If there is little variability among the audience in terms of behavior determinants, targeting may be the more appropriate choice. For example, if the key barrier to obtaining clinical breast examinations among certain women within a community is lack of awareness that they should be screened annually, then a message targeting that subgroup of women would be an efficient use of resources. Understanding the lifestyles, attitudes, and values of the community allows health communicators and healthcare marketers to create personally relevant messages that are also general enough to be widely distributed. Healthcare marketers may benefit from assessing psychographic variables to help them understand consumer interests such as women’s preferences for the kind of experience they want to have during a screening for breast cancer.

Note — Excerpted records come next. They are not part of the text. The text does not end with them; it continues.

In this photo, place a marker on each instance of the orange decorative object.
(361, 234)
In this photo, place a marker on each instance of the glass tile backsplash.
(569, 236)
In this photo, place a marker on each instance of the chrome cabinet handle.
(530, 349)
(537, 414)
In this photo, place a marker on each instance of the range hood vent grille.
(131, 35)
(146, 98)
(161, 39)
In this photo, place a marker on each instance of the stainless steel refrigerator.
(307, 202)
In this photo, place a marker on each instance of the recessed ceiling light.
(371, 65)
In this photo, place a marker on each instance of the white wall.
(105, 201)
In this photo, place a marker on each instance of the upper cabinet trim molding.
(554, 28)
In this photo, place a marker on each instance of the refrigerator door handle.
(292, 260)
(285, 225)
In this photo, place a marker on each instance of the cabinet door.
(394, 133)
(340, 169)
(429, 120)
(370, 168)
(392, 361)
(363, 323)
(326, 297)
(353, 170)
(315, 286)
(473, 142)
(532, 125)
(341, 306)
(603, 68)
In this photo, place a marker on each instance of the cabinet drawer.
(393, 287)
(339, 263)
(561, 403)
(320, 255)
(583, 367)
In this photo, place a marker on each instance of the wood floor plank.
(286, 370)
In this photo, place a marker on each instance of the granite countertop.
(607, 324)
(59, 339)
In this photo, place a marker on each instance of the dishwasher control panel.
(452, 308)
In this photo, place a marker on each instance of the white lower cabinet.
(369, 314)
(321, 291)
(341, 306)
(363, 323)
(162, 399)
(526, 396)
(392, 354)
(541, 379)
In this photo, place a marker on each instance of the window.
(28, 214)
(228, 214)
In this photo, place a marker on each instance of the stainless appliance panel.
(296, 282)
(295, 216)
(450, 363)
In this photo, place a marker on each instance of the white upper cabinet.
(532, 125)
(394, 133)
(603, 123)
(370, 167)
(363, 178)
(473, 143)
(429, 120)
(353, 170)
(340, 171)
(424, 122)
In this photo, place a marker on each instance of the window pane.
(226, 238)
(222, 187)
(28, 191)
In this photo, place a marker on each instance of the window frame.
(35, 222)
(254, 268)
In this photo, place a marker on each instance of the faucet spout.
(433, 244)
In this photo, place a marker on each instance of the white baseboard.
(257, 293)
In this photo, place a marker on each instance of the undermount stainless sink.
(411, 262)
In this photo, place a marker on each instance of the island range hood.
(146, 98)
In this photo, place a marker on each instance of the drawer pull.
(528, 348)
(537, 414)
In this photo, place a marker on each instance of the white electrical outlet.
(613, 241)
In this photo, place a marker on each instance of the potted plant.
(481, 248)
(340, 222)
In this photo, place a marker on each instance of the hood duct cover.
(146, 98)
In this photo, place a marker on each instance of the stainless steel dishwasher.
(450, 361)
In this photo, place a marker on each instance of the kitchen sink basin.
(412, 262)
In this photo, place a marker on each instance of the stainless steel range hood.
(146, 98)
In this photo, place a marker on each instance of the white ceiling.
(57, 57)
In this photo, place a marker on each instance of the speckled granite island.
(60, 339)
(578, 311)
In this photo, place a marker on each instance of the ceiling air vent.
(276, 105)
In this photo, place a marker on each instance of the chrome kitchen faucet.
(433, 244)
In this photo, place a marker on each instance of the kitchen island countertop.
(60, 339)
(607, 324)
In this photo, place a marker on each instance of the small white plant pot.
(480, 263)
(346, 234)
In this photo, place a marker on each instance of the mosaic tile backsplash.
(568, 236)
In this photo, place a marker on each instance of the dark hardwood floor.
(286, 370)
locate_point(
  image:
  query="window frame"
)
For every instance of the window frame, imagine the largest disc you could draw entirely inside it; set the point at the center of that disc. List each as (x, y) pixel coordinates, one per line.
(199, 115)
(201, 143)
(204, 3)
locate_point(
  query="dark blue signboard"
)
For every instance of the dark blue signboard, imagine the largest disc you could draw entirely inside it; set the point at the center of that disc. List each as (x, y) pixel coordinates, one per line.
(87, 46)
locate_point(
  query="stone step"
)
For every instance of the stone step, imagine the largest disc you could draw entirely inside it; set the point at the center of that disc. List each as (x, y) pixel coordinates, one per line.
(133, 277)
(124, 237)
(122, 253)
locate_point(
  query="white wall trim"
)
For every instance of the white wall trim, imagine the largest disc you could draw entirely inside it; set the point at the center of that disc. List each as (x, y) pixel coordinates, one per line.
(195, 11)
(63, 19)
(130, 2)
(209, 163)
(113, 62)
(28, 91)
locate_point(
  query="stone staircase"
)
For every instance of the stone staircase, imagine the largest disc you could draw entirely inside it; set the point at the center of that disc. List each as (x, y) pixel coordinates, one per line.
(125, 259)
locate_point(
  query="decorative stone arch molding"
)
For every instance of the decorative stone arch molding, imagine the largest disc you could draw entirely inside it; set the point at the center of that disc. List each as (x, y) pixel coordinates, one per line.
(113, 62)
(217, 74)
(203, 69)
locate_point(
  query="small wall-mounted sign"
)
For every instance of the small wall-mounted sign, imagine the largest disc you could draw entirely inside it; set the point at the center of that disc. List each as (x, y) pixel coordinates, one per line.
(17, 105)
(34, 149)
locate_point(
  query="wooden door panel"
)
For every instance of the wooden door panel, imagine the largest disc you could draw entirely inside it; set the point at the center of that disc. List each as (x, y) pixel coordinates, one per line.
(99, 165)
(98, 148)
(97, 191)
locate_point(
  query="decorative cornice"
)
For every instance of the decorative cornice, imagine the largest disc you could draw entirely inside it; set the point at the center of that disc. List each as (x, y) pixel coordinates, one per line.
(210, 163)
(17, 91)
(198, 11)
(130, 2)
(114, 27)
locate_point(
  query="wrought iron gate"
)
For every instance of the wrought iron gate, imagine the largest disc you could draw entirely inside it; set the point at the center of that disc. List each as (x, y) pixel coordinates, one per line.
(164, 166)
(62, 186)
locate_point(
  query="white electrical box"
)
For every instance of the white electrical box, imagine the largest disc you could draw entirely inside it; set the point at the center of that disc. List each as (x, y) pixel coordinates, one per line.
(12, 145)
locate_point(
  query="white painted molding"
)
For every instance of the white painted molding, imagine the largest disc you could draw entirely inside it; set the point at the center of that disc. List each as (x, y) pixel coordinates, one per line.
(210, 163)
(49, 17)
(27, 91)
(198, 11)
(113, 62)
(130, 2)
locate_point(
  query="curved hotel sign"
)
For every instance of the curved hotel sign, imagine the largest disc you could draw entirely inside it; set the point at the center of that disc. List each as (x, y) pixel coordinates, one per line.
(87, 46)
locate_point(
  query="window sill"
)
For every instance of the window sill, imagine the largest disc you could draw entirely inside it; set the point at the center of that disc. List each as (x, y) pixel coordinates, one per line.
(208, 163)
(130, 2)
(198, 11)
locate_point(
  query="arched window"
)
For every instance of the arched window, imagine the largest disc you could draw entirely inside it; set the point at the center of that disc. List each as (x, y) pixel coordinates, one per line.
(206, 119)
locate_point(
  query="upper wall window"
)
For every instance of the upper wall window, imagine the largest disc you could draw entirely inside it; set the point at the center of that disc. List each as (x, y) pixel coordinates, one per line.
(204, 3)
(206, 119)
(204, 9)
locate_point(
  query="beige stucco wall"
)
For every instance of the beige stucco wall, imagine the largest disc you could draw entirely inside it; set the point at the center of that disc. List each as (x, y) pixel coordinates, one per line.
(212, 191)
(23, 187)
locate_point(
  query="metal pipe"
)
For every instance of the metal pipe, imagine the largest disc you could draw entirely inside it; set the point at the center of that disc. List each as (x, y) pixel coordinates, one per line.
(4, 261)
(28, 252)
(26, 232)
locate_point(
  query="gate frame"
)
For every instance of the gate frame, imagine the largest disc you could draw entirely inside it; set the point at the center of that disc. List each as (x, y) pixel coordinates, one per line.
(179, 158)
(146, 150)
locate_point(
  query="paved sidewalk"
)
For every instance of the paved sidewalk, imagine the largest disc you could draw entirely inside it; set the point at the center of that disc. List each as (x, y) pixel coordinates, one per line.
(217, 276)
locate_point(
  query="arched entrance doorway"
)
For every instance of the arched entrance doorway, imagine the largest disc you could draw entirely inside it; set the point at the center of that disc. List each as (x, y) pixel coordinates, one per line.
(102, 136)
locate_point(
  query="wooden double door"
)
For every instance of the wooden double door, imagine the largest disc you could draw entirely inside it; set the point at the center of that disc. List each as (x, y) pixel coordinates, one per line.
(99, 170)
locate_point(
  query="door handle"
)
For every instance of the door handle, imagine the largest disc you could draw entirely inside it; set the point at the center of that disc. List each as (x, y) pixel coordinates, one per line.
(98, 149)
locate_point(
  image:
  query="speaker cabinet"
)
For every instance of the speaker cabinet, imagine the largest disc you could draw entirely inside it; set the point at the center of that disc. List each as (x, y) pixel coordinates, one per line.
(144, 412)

As illustrated in Figure 2, the best method for creating messages may be to use a combination of tailoring and targeting. In this case, health communicators may benefit from the concept of goodness of fit, which reflects how well the content of targeted messages, taken from composite group characteristics, maps on to the content of tailored messages that are derived from individual traits. Kreuter and colleagues, in their 2000 Health Education Research study, reported that there were no significant differences in participants’ behavioral, cognitive, and affective responses between targeted and tailored messages, provided that the targeted message was a good fit for the individual’s behavioral characteristics.

In a similar vein, it may be possible to use targeted messages, such as those that are culturally relevant to a given population, to produce the same behavioral outcomes as tailored messages. For example, in their 2004 study published in American Journal of Health Behavior, Kreuter and colleagues reported that cancer prevention messages targeted to sociocultural constructs such as religiosity, racial pride, collectivism, and time orientation, performed nearly as well as tailored messages in increasing mammography screening and fruit and vegetable consumption. Targeting subgroups using these sociocultural variables may be just as effective but less costly than tailoring messages to individuals. When applying goodness of fit to health messages, the challenge is to determine which variables will result in good-fitting messages and whether a targeted message that is a good fit results in outcomes similar to individually tailored messages.

Health messages must achieve some level of personal relevance in order to affect behavioral change. For this reason, careful planning is required to find a balance between campaign resources and message effectiveness. While message tailoring requires individual assessment of each audience member and is best for complex behaviors, message targeting is best when the behavior is relatively simple (e.g., a one-time behavior) and if resources are not available to do individual assessment. A combination of targeting and tailoring (i.e., a goodness of fit model), is the ideal communication strategy for message effectiveness and resource efficiency when the behavior is not overly complex. In the end, only extensive research on the behavior and its relationship to audience characteristics can determine whether to use tailored or targeted strategies and produce effective marketing campaigns.